Revealing the sources of arsenic in private well water using Random Forest Classification and Regression

Subhasis Giri, Yang Kang, Kristi MacDonald, Mara Tippett, Zeyuan Qiu, Richard G. Lathrop, Christopher C. Obropta

Research output: Contribution to journalArticlepeer-review

Abstract

Exposure to arsenic through private drinking water wells causes serious human health risks throughout the globe. Water testing data indicates there is arsenic contamination in private drinking water wells across New Jersey.
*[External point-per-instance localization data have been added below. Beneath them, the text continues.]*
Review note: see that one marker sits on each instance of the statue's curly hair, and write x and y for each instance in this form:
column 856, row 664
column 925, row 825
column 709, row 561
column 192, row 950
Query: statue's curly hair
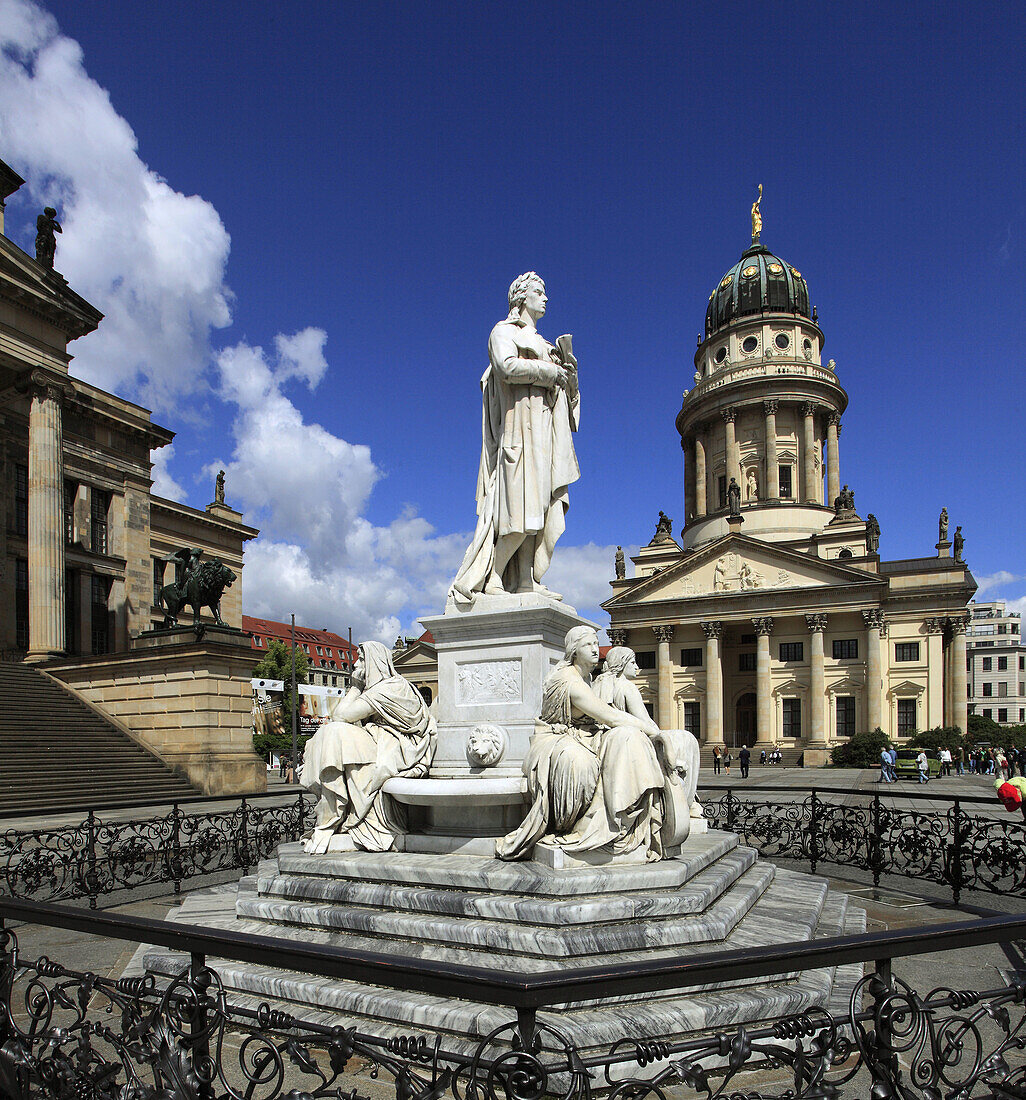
column 518, row 290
To reduce the adverse health risk due to exposure to arsenic in drinking water, it is necessary to identify arsenic sources affecting private wells. Private wells are not regulated by any federal or state agencies through the Safe Drinking Water Act and therefore information is often lacking. To this end, we have developed machine learning algorithms including Random Forest Classification and Regression to decipher the factors contributing to higher arsenic concentration in private drinking water wells in west-central New Jersey. Arsenic concentration in private drinking water wells served as a response variable while explanatory variables were geological bedrock type, soil type, drainage class, land use/cover, and presence of orchards, contaminated sites, and abandoned mines within the 152.4-meter (500 ft) radius of each well. Random Forest Classification and Regression achieved 66 % and 55 % prediction accuracies for arsenic concentration in private drinking water wells, respectively. Overall, both models identify that bedrock, soil, land use/cover, and drainage type (in descending order) are the most important variables contributing to higher arsenic concentration in well water. These models further identify bedrock subgroups at a finer scale including Passaic Formation, Lockatong Formation, Stockton Formation contributing significantly to arsenic concentration in well water. Identification of sources of arsenic contamination in private drinking water wells at such a fine scale facilitates development of more targeted outreach as well as mitigation strategies to improve water quality and safeguard human health.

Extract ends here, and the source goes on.